Antes de se prosseguir na descrição da relação da ironia com o meio artístico/cultural, importa explicitar, dadas as ambiguidades expectáveis num conceito que tem por essência a duplicidade e a dissimulação, o que se entende aqui por ‘ironia’. Mais do que recurso retórico simples (dizer uma coisa quando se pretende dizer o seu contrário – o tipológico praise-by-blame/blame-by-praise) e diferente do sarcasmo (embora o sarcasmo seja uma das atividades preferidas do ironista), a ironia em causa possui um valor essencialmente ontológico. Neste ponto, Fernando Pessoa, como na maioria dos casos, contribui com um comentário incisivo que constitui um bom ponto de partida para a análise do assunto em questão. Num fragmento póstumo que tem por tema o “provincianismo português”, ele afirma que

É na incapacidade de ironia que reside o traço mais fundo do provincianismo mental. (…) Para a sua realização exige-se um domínio absoluto da expressão, produto de uma cultura intensa; e aquilo a que os ingleses chamam detachment – o poder de afastar-se de si mesmo, de dividir-se em dois, produto daquele «desenvolvimento da largueza de consciência», em que, segundo o historiador alemão Lamprecht, reside a essência da civilização. Para a sua realização exige-se, em outras palavras, o não ser provinciano.[i]

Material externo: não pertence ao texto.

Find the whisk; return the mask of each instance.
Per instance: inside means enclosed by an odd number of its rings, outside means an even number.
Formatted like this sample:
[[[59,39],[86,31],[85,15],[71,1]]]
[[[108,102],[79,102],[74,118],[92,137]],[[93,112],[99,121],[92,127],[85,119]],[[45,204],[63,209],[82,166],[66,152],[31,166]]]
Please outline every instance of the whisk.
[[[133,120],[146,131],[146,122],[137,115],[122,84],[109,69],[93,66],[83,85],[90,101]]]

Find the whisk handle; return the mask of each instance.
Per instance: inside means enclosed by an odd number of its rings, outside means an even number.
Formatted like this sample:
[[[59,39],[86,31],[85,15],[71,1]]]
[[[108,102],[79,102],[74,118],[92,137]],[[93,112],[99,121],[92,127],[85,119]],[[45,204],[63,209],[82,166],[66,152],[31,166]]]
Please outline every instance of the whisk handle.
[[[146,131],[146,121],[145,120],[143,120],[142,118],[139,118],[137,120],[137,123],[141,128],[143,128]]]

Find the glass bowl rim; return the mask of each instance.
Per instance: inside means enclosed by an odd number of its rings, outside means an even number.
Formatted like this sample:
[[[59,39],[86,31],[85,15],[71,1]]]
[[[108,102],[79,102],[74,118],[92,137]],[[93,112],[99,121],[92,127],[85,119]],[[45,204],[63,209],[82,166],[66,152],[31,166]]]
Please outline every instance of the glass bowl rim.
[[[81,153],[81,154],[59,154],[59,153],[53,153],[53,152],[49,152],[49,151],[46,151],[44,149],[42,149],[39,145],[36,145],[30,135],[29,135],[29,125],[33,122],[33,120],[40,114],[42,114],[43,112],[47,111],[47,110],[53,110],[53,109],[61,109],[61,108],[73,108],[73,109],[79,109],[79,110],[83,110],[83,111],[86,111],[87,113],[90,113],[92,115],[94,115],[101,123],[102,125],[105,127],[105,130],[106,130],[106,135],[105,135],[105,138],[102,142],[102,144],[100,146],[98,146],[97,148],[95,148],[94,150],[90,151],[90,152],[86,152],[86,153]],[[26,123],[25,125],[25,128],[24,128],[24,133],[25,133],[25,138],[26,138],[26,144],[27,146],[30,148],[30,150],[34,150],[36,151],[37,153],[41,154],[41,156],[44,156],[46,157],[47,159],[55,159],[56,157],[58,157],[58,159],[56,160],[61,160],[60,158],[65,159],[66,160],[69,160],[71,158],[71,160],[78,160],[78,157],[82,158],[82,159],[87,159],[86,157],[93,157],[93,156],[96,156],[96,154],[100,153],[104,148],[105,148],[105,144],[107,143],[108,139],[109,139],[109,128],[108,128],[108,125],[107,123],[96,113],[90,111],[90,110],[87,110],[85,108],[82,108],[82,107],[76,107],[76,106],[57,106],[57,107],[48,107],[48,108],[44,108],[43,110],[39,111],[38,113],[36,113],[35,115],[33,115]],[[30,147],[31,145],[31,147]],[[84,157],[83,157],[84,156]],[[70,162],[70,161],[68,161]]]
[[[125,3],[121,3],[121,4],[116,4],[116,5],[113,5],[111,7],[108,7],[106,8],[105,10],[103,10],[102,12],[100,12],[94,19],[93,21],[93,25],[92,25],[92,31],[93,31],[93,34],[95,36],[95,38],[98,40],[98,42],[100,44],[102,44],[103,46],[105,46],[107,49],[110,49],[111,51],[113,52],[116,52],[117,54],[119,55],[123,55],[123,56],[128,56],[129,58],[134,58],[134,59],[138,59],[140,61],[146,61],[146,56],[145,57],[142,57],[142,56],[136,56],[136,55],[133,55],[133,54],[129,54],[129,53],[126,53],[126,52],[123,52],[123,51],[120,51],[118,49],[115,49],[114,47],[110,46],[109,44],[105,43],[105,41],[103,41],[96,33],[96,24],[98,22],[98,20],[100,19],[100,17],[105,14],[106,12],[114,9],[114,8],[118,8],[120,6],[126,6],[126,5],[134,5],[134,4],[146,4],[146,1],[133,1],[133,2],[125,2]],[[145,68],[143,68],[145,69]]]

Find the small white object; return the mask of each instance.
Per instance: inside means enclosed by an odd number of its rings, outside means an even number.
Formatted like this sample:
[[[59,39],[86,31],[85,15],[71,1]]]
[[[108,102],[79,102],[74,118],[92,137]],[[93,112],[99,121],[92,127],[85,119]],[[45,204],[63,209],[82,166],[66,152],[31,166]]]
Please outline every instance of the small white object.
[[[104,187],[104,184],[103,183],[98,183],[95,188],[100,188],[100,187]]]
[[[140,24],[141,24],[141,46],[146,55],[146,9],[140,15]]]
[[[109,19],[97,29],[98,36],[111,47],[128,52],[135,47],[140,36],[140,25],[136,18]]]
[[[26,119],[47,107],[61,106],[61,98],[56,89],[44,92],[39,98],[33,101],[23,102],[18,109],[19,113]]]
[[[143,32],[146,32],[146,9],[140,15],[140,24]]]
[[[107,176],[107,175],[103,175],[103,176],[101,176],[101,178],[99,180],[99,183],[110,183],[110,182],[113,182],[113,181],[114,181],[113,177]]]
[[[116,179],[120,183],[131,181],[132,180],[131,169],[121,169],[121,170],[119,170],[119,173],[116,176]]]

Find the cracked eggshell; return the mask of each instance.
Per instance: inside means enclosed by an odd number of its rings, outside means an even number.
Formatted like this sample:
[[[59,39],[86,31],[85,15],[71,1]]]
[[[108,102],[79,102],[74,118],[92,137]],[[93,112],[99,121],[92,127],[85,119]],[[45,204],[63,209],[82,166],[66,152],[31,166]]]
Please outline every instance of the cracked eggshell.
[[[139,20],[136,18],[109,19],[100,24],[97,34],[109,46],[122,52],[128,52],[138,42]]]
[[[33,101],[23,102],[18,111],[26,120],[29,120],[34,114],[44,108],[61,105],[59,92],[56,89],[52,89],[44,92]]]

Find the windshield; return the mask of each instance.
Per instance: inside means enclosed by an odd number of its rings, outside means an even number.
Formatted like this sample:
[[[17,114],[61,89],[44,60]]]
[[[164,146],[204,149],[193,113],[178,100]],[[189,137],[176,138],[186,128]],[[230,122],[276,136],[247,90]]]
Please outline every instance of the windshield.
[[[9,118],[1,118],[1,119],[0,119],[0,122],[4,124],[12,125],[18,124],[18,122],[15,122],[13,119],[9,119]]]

Este excerto contém duas ideias que importa sublinhar. A primeira diz respeito à associação da ironia ao conceito de detachment; o ironista é capaz de se “afastar de si mesmo”, isto é, tomar consciência de si mesmo enquanto sujeito consciente numa relação com o mundo; trata-se de um fenómeno reflexivo, um ‘desdobramento’ ou, de acordo a descrição do crítico Paul de Man, “the recurrence of a self-escalating act of consciousness”[ii][2]: uma elevação da consciência a uma segunda ordem na qual possui maior liberdade face aos condicionalismos da sua existência concreta. A segunda é a oposição que Pessoa estabelece entre “ironia” e “provincianismo”. Apesar de não descrever diretamente o que entende por ‘provinciano’, podemos inferir, por contraposição, que esse termo designa a característica de um indivíduo incapaz dessa divisão mental – alguém cuja consciência permanece estritamente voltada para o exterior, incapaz de se debruçar sobre ela própria, o que resulta num auto-conhecimento deficitário.

É o propósito deste texto mostrar que esta antítese ironia-provincianismo pode constituir um instrumento valioso para a compreensão de fenómenos culturais contemporâneos como os acima referidos. Contudo, o fragmento de Pessoa, por si só, não fornece uma explicação suficientemente nítida destes conceitos. Mesmo que juntemos um certo pressentimento intuitivo, que nos leva a tomar um como um tipo de rebeldia esclarecida e o outro como uma forma de ignorância fleumática, a informação resultante é ainda assim pobre.

Uma ajuda valiosa pode ser encontrada em Hegel. Na grande odisseia que é a sua Fenomenologia do Espírito, o filósofo alemão aborda este assunto na secção dedicada ao ‘Espírito alienado de si mesmo’, uma das etapas no processo dialético que conduz a consciência individual ao estado de Espírito Absoluto – momento em que se dá a reconciliação entre o indivíduo e o mundo, self e alien. Lá, o fenómeno da ironia é interpretado como algo benéfico ao desenvolvimento do intelecto humano, sendo considerado um catalisador da liberdade e da auto-determinação individuais. Vejamos como.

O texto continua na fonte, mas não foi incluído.